Step 5: Install and Configure Nginx as a Reverse Proxy
Currently, your Node.js app runs locally on port 3000. We need Nginx to accept public web requests on port 80 (HTTP) and route them to port 3000 internally.
- Install Nginx:
sudo apt install nginx -y
- Remove the default Nginx placeholder configuration:
sudo rm /etc/nginx/sites-enabled/default
- Create a new configuration file for your app:
sudo nano /etc/nginx/sites-available/myapp
- Add the following reverse proxy configuration block.
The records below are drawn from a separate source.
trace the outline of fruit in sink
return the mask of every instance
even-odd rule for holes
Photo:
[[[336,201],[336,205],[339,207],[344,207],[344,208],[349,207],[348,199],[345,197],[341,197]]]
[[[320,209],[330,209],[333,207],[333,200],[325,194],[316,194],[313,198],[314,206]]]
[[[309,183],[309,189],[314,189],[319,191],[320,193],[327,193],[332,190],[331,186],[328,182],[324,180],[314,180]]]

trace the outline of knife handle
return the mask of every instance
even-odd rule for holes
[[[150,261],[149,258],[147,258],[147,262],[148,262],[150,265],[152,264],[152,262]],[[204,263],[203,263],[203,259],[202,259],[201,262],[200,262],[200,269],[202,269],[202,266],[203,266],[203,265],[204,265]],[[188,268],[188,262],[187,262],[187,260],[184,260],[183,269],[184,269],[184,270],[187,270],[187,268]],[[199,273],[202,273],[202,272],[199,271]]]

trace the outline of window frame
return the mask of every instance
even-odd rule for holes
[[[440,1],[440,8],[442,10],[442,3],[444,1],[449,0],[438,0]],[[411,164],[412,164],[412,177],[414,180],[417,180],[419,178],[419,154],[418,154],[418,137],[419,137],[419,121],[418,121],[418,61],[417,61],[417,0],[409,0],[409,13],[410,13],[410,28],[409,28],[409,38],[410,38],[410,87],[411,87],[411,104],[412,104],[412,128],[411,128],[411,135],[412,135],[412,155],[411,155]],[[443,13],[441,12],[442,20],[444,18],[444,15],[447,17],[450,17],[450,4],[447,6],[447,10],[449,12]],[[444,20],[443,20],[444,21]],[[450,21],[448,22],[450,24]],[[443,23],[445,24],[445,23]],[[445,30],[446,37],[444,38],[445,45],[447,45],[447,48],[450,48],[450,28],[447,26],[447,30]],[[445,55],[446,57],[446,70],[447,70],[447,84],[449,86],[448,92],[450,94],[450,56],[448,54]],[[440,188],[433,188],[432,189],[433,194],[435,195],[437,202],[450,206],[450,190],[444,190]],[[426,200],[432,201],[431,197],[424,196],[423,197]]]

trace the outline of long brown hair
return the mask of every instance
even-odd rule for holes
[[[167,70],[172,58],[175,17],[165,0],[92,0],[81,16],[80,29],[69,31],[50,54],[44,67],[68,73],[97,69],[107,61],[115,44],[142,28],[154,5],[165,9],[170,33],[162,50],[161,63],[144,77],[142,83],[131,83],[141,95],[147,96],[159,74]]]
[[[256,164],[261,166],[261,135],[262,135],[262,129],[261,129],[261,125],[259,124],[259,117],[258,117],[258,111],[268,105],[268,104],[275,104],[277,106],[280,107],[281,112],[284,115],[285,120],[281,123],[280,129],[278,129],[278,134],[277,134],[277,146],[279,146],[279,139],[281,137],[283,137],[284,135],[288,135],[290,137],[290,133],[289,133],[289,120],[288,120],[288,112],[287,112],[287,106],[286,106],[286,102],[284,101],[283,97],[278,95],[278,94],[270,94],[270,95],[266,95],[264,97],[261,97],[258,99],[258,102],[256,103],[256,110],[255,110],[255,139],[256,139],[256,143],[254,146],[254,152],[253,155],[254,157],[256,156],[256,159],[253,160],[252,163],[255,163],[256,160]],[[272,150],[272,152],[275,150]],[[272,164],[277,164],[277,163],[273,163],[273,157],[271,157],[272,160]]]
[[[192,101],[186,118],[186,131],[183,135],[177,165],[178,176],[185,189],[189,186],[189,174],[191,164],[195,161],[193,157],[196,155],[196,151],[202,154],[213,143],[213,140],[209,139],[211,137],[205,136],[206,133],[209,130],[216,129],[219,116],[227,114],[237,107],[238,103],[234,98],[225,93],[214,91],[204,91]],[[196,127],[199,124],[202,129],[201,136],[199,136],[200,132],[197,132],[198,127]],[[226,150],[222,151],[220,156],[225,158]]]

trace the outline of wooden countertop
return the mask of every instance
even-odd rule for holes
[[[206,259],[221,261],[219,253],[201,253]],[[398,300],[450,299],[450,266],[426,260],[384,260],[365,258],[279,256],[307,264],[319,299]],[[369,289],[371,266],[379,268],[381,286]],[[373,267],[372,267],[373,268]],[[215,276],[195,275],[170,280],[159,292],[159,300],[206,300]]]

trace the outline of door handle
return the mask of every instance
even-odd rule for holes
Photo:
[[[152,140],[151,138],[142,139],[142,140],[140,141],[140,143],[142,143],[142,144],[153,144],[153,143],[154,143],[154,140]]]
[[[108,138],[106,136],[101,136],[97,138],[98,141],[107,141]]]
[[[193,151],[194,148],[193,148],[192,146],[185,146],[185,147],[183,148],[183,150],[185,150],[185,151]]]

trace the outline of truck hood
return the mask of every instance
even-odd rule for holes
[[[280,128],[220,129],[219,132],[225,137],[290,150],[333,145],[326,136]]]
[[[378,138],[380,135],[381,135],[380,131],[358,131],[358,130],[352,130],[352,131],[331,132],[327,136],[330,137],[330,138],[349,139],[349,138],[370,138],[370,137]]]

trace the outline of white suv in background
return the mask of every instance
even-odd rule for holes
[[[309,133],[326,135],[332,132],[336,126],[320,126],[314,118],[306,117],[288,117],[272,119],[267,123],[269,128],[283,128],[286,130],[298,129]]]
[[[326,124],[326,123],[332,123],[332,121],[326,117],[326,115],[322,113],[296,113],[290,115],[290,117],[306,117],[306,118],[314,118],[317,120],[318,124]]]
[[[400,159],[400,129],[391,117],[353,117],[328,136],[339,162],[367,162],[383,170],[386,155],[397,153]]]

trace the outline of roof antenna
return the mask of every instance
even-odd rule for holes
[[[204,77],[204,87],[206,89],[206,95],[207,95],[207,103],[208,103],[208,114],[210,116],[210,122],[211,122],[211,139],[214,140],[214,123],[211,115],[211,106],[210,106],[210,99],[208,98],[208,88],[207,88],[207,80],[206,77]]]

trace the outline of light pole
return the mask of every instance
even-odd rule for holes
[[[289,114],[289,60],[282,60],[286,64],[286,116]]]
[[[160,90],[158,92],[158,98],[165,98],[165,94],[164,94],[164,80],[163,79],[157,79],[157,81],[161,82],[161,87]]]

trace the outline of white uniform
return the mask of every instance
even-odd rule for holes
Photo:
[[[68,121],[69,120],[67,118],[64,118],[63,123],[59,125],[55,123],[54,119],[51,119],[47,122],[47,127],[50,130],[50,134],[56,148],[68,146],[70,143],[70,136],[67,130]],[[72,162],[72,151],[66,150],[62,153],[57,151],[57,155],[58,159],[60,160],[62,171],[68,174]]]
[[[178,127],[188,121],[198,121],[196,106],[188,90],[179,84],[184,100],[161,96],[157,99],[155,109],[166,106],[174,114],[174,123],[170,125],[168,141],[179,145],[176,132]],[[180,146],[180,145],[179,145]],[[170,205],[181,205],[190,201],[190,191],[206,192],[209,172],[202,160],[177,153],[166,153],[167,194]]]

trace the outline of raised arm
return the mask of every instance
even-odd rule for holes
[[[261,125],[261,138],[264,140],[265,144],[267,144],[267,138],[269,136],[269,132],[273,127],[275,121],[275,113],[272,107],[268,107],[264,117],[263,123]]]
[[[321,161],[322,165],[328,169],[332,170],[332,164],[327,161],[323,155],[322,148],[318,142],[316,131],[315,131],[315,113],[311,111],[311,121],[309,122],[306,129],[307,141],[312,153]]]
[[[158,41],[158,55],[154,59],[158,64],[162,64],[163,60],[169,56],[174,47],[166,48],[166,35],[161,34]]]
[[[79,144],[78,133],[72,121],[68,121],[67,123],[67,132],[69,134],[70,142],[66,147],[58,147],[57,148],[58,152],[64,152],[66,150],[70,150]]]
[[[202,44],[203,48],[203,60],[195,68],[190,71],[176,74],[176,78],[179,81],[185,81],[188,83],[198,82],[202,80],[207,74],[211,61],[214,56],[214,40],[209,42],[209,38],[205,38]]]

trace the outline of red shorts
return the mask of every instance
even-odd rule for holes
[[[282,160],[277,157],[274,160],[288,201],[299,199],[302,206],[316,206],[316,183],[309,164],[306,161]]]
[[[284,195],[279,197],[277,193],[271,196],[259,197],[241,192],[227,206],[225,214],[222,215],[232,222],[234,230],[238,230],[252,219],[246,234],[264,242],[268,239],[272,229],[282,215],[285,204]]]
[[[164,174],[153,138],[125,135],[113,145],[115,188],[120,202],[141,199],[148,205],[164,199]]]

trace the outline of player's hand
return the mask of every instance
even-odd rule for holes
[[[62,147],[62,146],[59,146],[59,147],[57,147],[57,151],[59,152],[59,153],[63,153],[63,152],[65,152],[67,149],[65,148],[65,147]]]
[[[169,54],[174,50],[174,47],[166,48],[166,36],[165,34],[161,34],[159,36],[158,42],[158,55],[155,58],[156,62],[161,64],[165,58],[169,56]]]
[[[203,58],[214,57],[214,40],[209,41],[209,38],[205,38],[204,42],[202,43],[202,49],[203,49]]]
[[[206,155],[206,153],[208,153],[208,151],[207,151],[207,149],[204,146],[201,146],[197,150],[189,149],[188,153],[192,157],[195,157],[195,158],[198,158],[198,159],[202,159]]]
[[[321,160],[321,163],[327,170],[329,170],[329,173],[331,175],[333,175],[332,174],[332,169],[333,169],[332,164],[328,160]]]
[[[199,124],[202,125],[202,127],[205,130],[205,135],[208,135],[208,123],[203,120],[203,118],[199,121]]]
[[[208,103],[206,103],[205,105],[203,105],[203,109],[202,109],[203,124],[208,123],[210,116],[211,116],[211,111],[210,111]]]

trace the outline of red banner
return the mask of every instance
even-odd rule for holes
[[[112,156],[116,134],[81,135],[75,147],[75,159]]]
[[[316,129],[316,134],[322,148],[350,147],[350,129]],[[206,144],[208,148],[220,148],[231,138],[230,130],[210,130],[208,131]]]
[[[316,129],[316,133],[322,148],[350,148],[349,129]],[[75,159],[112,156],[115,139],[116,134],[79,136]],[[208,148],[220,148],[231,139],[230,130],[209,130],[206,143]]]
Replace
yourdomain.comwith your actual domain name or server IP address:
server {
listen 80;
server_name yourdomain.com www.yourdomain.com;
location / {
proxy_pass http://localhost:3000;
proxy_http_version 1.1;
proxy_set_header Upgrade $http_upgrade;
proxy_set_header Connection 'upgrade';
proxy_set_header Host $host;
proxy_cache_bypass $http_upgrade;
proxy_set_header X-Real-IP $remote_addr;
proxy_set_header X-Forwarded-For $proxy_add_x_forwarded_for;
}
}
- Enable the configuration by creating a symbolic link to the
sites-enableddirectory:
sudo ln -s /etc/nginx/sites-available/myapp /etc/nginx/sites-enabled/
- Test your configuration for syntax errors:
sudo nginx -t
- If the test passes, restart Nginx:
sudo systemctl restart nginx
Step 6: Configure UFW Firewall and SSL (Recommended)
To protect your server, ensure your firewall only allows web traffic through specific open ports.
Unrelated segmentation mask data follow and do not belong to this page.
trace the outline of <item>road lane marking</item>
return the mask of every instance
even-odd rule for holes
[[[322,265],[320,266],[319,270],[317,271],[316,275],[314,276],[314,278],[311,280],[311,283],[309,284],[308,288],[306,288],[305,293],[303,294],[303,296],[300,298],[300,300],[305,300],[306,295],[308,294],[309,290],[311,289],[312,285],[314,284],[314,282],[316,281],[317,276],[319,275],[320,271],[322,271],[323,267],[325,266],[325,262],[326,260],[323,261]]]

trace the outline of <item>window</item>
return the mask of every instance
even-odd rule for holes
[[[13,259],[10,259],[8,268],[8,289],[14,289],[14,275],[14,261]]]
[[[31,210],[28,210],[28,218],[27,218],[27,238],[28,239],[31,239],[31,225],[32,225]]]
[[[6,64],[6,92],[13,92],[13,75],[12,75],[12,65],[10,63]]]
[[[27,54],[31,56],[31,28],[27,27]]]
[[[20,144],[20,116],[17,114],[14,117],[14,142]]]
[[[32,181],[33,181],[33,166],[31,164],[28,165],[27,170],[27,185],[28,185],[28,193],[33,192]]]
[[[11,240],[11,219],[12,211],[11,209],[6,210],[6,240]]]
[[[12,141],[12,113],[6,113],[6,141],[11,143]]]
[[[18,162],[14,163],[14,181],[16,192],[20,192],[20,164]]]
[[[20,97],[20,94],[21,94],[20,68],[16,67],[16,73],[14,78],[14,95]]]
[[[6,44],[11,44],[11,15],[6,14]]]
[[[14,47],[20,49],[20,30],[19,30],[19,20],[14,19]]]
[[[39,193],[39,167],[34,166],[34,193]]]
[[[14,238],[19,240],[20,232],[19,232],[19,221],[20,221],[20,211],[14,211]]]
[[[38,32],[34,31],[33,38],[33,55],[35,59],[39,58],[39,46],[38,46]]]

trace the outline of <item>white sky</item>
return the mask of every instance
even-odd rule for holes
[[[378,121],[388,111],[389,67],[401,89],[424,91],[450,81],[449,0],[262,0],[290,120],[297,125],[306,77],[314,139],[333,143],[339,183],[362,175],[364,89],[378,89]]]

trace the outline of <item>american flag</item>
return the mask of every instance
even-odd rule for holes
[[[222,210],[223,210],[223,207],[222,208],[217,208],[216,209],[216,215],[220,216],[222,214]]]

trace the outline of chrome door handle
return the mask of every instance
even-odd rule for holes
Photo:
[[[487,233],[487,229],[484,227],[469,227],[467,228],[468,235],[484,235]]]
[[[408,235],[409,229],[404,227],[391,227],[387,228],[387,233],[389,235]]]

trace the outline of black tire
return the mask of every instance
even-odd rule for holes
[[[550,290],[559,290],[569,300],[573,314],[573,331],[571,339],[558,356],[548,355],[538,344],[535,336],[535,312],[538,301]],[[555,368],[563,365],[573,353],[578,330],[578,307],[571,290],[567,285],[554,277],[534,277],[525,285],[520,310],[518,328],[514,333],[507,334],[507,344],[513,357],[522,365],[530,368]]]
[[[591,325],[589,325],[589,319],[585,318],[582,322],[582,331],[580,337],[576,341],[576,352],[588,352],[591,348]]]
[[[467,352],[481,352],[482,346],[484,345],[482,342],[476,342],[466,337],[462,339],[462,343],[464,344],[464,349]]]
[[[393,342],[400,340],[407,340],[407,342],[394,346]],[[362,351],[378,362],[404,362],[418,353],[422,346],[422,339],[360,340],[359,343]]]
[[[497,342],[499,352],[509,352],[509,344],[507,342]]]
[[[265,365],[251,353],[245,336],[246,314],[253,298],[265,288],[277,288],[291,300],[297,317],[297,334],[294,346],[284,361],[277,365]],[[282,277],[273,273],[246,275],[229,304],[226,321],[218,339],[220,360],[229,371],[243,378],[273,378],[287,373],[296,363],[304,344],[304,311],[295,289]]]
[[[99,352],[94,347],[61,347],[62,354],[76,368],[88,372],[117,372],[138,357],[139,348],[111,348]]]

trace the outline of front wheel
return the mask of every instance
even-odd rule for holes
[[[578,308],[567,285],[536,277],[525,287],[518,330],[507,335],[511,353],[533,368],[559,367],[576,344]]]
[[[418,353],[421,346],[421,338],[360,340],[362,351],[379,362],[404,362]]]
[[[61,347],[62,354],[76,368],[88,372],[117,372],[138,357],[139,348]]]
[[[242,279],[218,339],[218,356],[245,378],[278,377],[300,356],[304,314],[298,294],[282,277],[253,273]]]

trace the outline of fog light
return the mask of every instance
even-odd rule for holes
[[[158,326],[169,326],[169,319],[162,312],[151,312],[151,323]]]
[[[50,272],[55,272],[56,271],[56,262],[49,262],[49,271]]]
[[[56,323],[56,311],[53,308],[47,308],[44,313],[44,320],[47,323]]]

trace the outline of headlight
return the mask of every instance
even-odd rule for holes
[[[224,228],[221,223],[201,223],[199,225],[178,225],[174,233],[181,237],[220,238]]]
- Allow SSH, HTTP, and HTTPS traffic through the Uncomplicated Firewall (UFW):
sudo ufw allow OpenSSH
sudo ufw allow 'Nginx Full'
sudo ufw enable
To secure your application with free HTTPS using Let's Encrypt and Certbot:
- Install Certbot and its Nginx plugin:
sudo apt install certbot python3-certbot-nginx -y
- Run Certbot to generate and install your SSL certificate automatically:
sudo certbot --nginx -d yourdomain.com -d www.yourdomain.com
- Follow the on-screen prompts. Certbot will automatically rewrite your Nginx configuration to force secure SSL (
https://) connections.
Conclusion
Your Node.js application is now officially fully production-ready, highly secure, and live. Nginx handles your incoming public web traffic smoothly, PM2 guarantees that your application processes will heal and restart themselves seamlessly if an unexpected crash or server reboot occurs, and SSL keeps user data safe.
When you push updates to your source code, all you need to do is pull down the new changes to your app directory and execute pm2 reload myapp for zero-downtime deployments!